Penetapan tersangka itu dibenarkan oleh Direktur Tindak Pidana Tertentu Bareskrim Polri Brigjen Pipit Rismanto.
Baca juga: Bareskrim Periksa Kepala Laboratorium BPOM di Kasus Obat Sirop Penyebab Gagal Ginjal Akut
Menurutnya, penetapan tersangka itu dilakukan setelah penyidik melakukan gelar perkara.
"Iya, kita kan sudah dilakukan gelar perkara untuk tingkatkan menjadi tersangka," kata Pipit kepada wartawan, Selasa (22/11/2022).
Pipit menuturkan penyidik juga telah memiliki alat bukti yang cukup untuk menetapkan E menjadi tersangka. Sebaliknya, penyidik telah menemukan unsur pidana yang dilakukan tersangka.
"Tindak pidananya terjadi sudah dilihat tadi kan sudah ditemukan sama penyidik. Yang kedua ada petunjuk-petunjuk yang mengatakan mereka bareng-bareng dibeli dari situ (CV SC). Kan itu sudah jelas," ungkapnya.
Di sisi lain, Pipit menuturkan bahwa tersangka E kini masih tengah dalam proses pencarian oleh penyidik Bareskrim Polri. Sebab, pelaku sudah dua kali mangkir dalam pemanggilan penyidik.

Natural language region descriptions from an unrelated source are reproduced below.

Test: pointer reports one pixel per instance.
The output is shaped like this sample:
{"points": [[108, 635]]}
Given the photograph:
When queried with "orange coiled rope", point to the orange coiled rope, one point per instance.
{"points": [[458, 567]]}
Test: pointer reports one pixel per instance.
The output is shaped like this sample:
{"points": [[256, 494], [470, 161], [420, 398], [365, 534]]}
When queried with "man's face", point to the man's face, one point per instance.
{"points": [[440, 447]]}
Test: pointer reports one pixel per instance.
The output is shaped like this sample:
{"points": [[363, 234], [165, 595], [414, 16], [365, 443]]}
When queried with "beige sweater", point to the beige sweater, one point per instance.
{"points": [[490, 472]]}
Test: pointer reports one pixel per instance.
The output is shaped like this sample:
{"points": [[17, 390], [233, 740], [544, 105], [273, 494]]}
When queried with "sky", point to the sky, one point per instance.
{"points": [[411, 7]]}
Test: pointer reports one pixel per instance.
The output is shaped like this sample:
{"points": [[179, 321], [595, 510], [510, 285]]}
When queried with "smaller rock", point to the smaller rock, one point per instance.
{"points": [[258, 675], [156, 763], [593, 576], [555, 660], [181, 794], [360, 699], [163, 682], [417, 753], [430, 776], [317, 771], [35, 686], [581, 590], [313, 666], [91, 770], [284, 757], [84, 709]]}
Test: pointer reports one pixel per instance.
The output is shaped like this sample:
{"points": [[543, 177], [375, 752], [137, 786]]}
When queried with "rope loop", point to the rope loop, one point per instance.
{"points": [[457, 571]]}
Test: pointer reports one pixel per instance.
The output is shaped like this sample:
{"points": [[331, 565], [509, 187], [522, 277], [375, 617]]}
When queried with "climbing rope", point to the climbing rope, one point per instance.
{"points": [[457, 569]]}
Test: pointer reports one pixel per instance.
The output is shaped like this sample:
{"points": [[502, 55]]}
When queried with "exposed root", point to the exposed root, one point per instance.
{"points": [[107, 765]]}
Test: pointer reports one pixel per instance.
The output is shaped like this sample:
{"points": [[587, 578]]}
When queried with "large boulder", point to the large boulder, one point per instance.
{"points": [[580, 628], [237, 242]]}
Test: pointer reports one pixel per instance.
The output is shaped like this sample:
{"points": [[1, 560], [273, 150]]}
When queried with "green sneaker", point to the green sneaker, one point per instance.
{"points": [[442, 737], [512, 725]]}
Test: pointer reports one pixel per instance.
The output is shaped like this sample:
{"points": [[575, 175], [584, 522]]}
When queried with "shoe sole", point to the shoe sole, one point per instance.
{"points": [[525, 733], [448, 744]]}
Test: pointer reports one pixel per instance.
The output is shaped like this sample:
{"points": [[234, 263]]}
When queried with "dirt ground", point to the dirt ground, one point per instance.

"Kita kan yang jelas sudah memanggil dua kali tidak datang nanti arahnya kita akan lakukan langkah-langkah berikutnya. Ya penyidik kan sedang melakukan penyelidikan keberadaan saudara E ini. Kita kan mencari ini gak bisa segampang itu. Penyidiknya juga belum pernah ketemu, belum pernah kenal ya kan," pungkasnya.
Sebagai informasi, Bareskrim Polri menetapkan dua korporasi sebagai tersangka kasus gagal ginjal akut. Kedua korporasi tersebut yakni PT Afi Farma (AF) dan CV Samudra Chemical (SC).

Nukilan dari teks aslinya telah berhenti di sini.